Pemkot Bengkulu Awasi 150 Tapping Box di Restoran dan Hotel, Pantau Transaksi Pajak secara Real-Time dari Kantor

Penulis: Parsaoran Hutapea  •  Senin, 20 Juli 2026 | 17:49:31 WIB
Petugas Bapenda Kota Bengkulu memantau 150 tapping box di restoran dan hotel secara real-time untuk mengawasi transaksi pajak daerah.

KOTA BENGKULU — Kepala Badan Pendapatan Daerah (Bapenda) Kota Bengkulu Noni Yuliesti menyatakan, sistem pemantauan digital ini memungkinkan petugas mendeteksi jika alat perekam transaksi mati. "Apabila muncul indikator merah, berarti tapping box-nya mati.
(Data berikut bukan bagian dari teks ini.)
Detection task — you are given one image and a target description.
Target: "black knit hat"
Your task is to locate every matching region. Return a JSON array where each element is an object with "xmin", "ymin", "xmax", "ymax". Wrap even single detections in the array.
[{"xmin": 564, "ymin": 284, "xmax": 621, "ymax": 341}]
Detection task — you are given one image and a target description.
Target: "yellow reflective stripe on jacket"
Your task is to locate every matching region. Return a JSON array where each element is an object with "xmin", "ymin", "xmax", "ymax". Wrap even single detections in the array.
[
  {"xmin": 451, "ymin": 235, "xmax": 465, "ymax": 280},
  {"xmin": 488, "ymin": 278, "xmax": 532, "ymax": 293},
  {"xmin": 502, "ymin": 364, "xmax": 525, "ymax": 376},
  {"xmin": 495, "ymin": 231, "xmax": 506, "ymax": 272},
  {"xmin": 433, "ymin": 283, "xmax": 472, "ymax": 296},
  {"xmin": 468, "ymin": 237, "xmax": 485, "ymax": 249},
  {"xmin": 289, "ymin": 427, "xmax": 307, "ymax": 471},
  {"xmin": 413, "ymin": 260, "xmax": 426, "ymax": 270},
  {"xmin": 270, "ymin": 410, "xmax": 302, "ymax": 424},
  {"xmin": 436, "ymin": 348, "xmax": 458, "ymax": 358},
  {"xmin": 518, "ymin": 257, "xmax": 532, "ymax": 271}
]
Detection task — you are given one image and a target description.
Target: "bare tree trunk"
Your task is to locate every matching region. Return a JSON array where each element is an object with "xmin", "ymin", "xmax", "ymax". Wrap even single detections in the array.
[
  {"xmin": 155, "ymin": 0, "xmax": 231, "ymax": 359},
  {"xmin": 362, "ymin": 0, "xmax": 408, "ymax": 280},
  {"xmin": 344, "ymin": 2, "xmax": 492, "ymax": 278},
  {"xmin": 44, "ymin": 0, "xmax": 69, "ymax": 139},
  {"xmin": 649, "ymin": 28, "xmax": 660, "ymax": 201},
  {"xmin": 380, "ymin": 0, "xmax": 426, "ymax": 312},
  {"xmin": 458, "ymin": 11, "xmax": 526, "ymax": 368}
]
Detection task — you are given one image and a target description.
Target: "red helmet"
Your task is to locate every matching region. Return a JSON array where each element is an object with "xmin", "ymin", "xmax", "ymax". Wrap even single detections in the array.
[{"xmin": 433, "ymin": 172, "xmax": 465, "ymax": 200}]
Kami langsung menurunkan tim bersama vendor untuk melakukan penanganan," ujarnya di Bengkulu, Senin.

Indikator Merah Jadi Alarm Kebocoran Pajak Daerah

Tim gabungan dari Bapenda, Bank Bengkulu, dan vendor secara rutin mengecek perangkat yang terdeteksi tidak aktif. Berdasarkan evaluasi sementara, hampir seluruh tapping box yang sempat bermasalah kini telah kembali berfungsi. Beberapa unit lainnya masih dalam proses perbaikan oleh vendor.

Data Omzet Terekam Otomatis, Pelaku Usaha Tak Bisa Manipulasi

Alat tapping box merekam transaksi pada mesin kasir sehingga data omzet terpantau secara otomatis. Sistem ini menjadi instrumen penting untuk meningkatkan kepatuhan wajib pajak di sektor usaha yang rawan kebocoran. "Upaya digitalisasi perpajakan telah menjadi salah satu fokus Pemerintah Kota Bengkulu dalam beberapa tahun terakhir," terang Noni.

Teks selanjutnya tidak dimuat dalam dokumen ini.